Perché ha considerato, e di conseguenza trattato, la potenziale emergenza sanitaria legata all’influenza A come un’emergenza (e una minaccia) terroristica. Così, ricorrendo all’ordinanza numero 3.275 della Presidenza del Consiglio del marzo 2003 («Disposizioni urgenti di protezione civile per fronteggiare l’emergenza derivante dalla attuale situazione internazionale»), nella quale si specificava che «l’attuale situazione di diffusa crisi internazionale, aggravata dal conflitto bellico in atto sul territorio iracheno, ha determinato un considerevole innalzamento del rischio di attentati di natura terroristica», ha firmato un contratto impegnandosi alla massima riservatezza («Articolo 10: Informazioni riservate») e garantendosi la possibilità di procedere con somma urgenza e con trattativa privata.
Fatto che non ha impedito alla Sezione centrale del controllo di legittimità di atti del governo e delle amministrazioni dello stato della Corte dei Conti di mettere nero sui bianco una serie di rilievi tutt’altro che trascurabili.

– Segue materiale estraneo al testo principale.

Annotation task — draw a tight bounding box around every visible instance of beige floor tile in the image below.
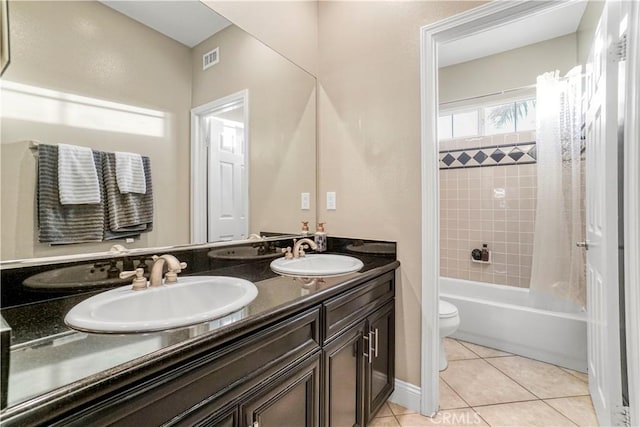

La premessa del contratto, scrivono i magistrati contabili, «sembra vanificare a favore della Novartis tutti i successivi vincoli contrattuali»; viene prevista «la possibilità del mancato rispetto delle date di consegna del prodotto, senza l’applicazione di alcuna penalità»; si stabilisce che «il Ministero accetti il prodotto anche in assenza dell’autorizzazione all’ammissione in commercio in Italia»; e ancora: «le garanzie poste a favore del Ministero in caso di mancata autorizzazione all’ammissione in commercio del prodotto in Italia (...) non appaiono correlate all’esborso finanziario sopportato dal Ministero fino a quella data, né bilanciate con quelle poste a carico del Ministero medesimo nel caso di impossibilità di ritiro del prodotto»; nel rilevare difetti di fabbricazione o danni del prodotto, viene richiesto «l’accordo della Novartis sull’esistenza degli stessi»; si prevedono «rimborsi al Ministero per danni causati a terzi, limitatamente a causa di difetti di fabbricazione», mentre il Ministero dovrà risarcire Novartis «per danni causati a terzi in tutti gli altri casi»; viene stabilito il pagamento a Novartis di oltre 24 milioni di euro, Iva esclusa, «ai fini della partecipazione ai costi in caso di non ottenimento dell’autorizzazione all’immissione in commercio del prodotto»; si specifica che «qualora il contratto venga risolto per violazioni di disposizioni essenziali da parte di Novartis, il pagamento dovrà essere ugualmente effettuato per il prodotto fabbricato e consegnato».
La Corte dei Conti conclude sottolineando l’articolo 10.2 del contratto, che «considera informazioni riservate anche l’esistenza del contratto e le disposizioni in esso contenute, clausola - in considerazione dell’evidenza pubblica della procedura - impossibile da rispettare» e rimarcando il fatto che manca nel contratto il parere di un organo tecnico che attesti «la congruità dei prezzi in esso concordati».
Di nuovo: firmereste quel contratto?